Why content “grabbing” is different from normal “browsing”

Some readers defended SPH on the ground that its employee or bot might be simply “browsing” our site for “research” purposes and blamed us for hanging him/her out to dry.

However, content “grabbing” is not equivalent to innocucous “browsing” which explained why we raised the alarm bells based on the advice given by our system administrator.

Attached below are two snapshots of our log to explain the difference between the two:

#1 Snapshot from the incident:

Initial Log

As we can see from above, the same IP address 203.116.231.234 which was traced back to SPH was logged to be simultaneously connecting to the server at a VERY SHORT interval, hence the IP was repeatedly logged immediately one after the other.

This is the characteristic of a web grabber kind of software (it may also be sort of a SYNC attack but a SYNC attack would be grabbing the same content instead of multiple), certainly not any browser’s characteristic.

#2 Snapshot taken on 6 November 2009, 9pm during “normal” browsing:

Normal Log

A normal browser reading the site would also show the same IP address as accessing the site but not as repeatative and as close in timing as shown in the snapshot above in #1.

The IP address of the reader will still be logged but the interval between connects would be greater and not one after another.

In the highlighted example, they would be 202.156.13.246 and 202.156.12.228 which are accessing the site ‘normally’.

Since Mr Pereira had admitted that they were SPH employees found to be visiting TR during the time period when the “grabbing” incident as shown in snapshot #1 was alleged to take place, he would be able to answer the three most important questions we have been asking all along:

1. The identity of the employee who was “grabbing” content from TR during the stated time period.

2. Is he/she using a web grabber software to do so?

3. What are his/her motives for “grabbing” our site.

All we asked for is an explanation of what really happened.
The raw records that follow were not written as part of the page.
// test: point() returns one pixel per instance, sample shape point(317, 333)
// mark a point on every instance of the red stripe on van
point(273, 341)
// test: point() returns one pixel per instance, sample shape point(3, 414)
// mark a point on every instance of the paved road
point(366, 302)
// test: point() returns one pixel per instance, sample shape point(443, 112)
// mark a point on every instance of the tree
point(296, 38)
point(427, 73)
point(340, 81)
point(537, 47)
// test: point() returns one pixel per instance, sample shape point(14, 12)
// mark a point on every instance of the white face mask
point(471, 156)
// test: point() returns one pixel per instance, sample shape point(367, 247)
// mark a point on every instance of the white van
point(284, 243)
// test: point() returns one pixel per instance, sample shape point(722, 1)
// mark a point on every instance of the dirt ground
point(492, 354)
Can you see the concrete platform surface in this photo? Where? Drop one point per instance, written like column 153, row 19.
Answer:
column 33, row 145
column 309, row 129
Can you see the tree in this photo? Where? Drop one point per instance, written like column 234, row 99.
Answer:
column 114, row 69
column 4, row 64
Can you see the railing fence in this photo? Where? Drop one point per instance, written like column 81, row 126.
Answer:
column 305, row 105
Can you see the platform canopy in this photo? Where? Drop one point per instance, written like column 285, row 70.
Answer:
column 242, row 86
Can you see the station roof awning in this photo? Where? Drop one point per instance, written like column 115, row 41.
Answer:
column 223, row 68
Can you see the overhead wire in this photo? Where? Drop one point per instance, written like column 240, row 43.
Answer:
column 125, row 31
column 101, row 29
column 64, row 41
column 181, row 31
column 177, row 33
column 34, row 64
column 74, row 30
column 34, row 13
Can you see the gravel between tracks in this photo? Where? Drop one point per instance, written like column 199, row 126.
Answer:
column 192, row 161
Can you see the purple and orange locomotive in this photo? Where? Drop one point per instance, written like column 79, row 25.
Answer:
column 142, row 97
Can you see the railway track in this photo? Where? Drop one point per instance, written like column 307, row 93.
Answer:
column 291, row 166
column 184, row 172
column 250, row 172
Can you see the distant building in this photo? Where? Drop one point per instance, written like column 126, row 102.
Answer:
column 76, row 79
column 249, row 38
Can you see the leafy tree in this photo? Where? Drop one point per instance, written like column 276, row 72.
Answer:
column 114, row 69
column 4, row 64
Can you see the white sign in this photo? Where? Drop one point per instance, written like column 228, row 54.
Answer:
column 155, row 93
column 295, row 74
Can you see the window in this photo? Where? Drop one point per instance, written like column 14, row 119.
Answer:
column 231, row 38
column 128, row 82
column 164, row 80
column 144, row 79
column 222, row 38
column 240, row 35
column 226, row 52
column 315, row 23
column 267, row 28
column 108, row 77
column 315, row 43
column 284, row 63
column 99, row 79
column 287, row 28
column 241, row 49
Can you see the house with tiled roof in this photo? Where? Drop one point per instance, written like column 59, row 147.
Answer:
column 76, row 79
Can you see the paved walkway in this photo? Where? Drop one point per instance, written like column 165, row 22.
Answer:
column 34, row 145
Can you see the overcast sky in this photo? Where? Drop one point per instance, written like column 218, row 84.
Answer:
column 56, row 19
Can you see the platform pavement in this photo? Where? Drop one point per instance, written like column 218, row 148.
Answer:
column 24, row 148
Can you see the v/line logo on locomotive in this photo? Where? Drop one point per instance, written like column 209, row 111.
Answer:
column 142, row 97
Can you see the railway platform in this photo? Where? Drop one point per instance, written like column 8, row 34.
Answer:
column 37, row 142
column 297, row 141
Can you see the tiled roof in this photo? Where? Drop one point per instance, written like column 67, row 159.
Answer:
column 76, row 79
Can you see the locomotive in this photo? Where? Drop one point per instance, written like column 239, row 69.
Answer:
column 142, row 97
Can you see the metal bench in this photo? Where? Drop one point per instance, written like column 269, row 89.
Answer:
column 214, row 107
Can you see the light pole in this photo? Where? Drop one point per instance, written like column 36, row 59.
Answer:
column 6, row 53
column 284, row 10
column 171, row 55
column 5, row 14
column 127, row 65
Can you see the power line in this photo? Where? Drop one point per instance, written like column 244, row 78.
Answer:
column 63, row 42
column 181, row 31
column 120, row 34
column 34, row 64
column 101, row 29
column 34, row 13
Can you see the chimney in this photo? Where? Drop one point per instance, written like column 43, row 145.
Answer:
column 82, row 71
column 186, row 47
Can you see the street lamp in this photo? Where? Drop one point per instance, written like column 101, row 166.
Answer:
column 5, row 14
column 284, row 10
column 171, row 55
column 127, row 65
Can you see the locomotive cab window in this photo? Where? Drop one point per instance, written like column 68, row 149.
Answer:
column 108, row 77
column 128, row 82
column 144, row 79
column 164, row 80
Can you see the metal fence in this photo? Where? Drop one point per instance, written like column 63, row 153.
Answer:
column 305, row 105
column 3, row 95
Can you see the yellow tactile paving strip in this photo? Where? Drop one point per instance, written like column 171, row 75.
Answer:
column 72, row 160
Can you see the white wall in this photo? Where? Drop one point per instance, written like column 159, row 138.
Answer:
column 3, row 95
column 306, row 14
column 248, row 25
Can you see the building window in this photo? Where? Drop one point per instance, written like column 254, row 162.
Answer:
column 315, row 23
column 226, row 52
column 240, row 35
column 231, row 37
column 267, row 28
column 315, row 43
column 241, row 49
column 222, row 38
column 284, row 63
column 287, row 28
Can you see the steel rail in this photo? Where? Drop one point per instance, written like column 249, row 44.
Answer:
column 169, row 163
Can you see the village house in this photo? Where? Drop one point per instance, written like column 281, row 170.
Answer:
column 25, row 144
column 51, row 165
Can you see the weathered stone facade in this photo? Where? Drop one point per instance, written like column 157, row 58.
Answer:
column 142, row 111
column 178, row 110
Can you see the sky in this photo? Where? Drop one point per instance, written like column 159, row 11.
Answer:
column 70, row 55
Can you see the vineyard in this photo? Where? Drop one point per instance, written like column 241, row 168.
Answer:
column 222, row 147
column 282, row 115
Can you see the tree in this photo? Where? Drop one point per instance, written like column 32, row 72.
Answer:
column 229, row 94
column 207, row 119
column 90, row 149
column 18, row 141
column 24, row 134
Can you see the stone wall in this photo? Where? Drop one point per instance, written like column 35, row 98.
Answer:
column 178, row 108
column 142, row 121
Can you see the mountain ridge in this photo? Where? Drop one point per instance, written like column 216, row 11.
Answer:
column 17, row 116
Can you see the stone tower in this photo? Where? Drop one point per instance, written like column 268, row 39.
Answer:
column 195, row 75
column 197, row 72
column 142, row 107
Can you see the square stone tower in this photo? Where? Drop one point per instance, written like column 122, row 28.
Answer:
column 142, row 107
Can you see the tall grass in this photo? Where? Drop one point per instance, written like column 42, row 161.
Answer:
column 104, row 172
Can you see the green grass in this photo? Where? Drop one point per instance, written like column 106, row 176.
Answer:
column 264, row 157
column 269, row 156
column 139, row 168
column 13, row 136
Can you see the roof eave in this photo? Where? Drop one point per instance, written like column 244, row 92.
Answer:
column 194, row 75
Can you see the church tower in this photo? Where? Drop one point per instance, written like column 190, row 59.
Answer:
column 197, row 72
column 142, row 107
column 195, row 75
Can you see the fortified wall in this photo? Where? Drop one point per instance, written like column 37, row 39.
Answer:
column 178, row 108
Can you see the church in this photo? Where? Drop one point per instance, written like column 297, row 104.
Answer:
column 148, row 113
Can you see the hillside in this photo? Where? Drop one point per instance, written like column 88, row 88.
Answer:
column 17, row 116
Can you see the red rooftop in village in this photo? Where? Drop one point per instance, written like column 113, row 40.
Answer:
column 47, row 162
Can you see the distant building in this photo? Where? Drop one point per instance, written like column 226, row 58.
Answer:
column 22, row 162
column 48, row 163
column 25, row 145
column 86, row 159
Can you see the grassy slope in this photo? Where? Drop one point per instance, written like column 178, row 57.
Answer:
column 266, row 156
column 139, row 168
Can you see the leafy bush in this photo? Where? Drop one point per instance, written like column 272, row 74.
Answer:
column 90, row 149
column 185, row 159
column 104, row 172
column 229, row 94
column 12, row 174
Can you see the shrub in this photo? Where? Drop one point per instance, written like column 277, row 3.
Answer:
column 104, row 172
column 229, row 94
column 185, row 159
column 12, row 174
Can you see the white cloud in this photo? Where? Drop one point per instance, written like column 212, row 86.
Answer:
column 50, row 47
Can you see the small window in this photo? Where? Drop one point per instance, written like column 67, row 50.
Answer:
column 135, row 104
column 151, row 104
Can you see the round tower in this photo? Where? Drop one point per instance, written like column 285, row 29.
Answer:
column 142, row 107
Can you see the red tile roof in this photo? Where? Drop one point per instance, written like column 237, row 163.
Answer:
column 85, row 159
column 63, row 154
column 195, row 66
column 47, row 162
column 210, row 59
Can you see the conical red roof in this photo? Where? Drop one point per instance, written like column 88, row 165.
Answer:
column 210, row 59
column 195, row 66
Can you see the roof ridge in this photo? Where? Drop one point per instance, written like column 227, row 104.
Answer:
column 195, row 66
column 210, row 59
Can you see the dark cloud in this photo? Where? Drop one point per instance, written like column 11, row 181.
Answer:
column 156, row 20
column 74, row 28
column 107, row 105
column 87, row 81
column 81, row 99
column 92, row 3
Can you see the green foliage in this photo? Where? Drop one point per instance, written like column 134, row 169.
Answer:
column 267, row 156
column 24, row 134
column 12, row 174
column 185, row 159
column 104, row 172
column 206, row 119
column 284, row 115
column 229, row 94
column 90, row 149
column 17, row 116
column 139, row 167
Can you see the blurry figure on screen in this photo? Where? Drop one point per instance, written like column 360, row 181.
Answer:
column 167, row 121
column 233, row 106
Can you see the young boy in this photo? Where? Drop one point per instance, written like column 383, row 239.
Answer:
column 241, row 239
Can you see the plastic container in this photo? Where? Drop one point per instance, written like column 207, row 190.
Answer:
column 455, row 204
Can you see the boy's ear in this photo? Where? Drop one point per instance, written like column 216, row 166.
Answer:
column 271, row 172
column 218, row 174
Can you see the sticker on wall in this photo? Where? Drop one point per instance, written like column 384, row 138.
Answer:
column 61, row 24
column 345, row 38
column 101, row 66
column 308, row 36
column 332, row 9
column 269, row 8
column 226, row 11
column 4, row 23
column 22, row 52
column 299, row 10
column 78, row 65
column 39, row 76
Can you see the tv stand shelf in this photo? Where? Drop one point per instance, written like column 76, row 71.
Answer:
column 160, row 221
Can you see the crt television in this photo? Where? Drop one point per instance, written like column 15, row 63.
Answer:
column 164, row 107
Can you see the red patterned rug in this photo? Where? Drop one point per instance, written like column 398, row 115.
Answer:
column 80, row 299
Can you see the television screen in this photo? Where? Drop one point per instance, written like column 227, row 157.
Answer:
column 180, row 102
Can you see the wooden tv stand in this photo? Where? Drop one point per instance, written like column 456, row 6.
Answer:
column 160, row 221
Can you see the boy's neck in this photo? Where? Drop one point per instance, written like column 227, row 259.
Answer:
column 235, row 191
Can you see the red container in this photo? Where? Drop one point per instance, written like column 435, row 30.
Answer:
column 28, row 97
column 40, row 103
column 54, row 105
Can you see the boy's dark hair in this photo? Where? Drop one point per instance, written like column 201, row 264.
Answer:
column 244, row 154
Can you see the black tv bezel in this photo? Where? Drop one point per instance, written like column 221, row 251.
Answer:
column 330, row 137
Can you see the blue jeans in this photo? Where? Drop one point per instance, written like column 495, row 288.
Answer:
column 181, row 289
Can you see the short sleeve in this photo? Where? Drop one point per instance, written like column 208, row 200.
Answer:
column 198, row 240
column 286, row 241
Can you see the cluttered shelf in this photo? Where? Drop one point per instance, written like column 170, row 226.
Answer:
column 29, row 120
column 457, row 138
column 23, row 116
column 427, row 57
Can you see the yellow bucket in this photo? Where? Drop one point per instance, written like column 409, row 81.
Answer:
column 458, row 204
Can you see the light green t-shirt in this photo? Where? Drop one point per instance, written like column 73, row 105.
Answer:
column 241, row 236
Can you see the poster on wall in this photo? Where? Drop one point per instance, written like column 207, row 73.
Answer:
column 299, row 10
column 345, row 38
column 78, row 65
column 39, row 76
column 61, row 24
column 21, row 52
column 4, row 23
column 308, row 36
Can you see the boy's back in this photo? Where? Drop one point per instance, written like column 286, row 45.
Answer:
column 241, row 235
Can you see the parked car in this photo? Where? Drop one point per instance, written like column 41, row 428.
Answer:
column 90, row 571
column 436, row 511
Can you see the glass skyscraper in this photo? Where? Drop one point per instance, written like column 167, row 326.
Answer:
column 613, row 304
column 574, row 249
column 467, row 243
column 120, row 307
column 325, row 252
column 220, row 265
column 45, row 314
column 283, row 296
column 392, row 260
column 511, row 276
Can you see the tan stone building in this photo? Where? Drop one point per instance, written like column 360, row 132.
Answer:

We will close the case once we get the answers we are waiting for.

  • Share/Bookmark
Related Posts

12 Responses to “Why content “grabbing” is different from normal “browsing””

  • deoxin:

    @admin

    am no IT wizard, still trying to digest the technicality. so ..just for clarity-sake. here, u said:
    “This is the characteristic of a web grabber kind of software (it may also be sort of a SYNC attack but a SYNC attack would be grabbing the same content instead of multiple), certainly not any browser’s characteristic.”

    ..and the other article, u said:
    “Without considering which idiot in the world would want to spoof ONLY ONE IP address to grab TR’s site and incriminate SPH, let’s get down to the technical aspects of IP spoofing.”

    with the above, r u implying the following?
    it’s possible that an idiot so stoopidly spoof only one IP address and launch a variant of SYNC attack (variant: grab multiple address, instead of just one).

  • deoxin, IP spoofing is not technically possible in this incident, the IP address grabbing the site is NOT spoofed.

    I have written some technical details explaining why it wasn’t a spoofed IP, its available in another thread on the same matter.

  • deoxin:

    @Sinkapore

    okay! i think ..i know what u said there now.

    u r saying that .. the machine with SPH’s IP-address made multiple connections almost simultaneously to TR’s many-links.
    This is plausible only if it’s done by a “grabber program” that retrieve the many-links (to connect to) from TR’s website itself ..which implies that the machine DID received replies from TR’s website.

    If the machine’s IP was spoofed, the machine wouldn’t have gotten the replies in the first place (and hence, cannot determine the many-links to connect to, especially the links to the old articles).

    Correct? -)
    Stoopid SPH!

  • Yes deoxin, thats EXACTLY what I meant to say. Thank you for rephrasing it in such a clear manner.

    One point needs clarification thou, concurrently would be a better word in replacement for simultaneously since Apache’s (the web server) keepalive features would have allowed that. So a single IP address can technically make 100s of connections to the web server requesting for information within a VERY VERY VERY short period of time, measured in nano seconds.

    Picture yourself owning a store that can only allow 100 customers into the premise at a time. When the initial 100 customers have already entered the store, other customers will be ‘locked’ out and put into a queue, therefore slowing down their access due to the queue, or wait.

    Hopefully readers will better understand.

  • rolleyes:

    Nope, there’s a way to build a map of the site without the site noticing. It’s possible with automatic scripts through many proxies over a few days.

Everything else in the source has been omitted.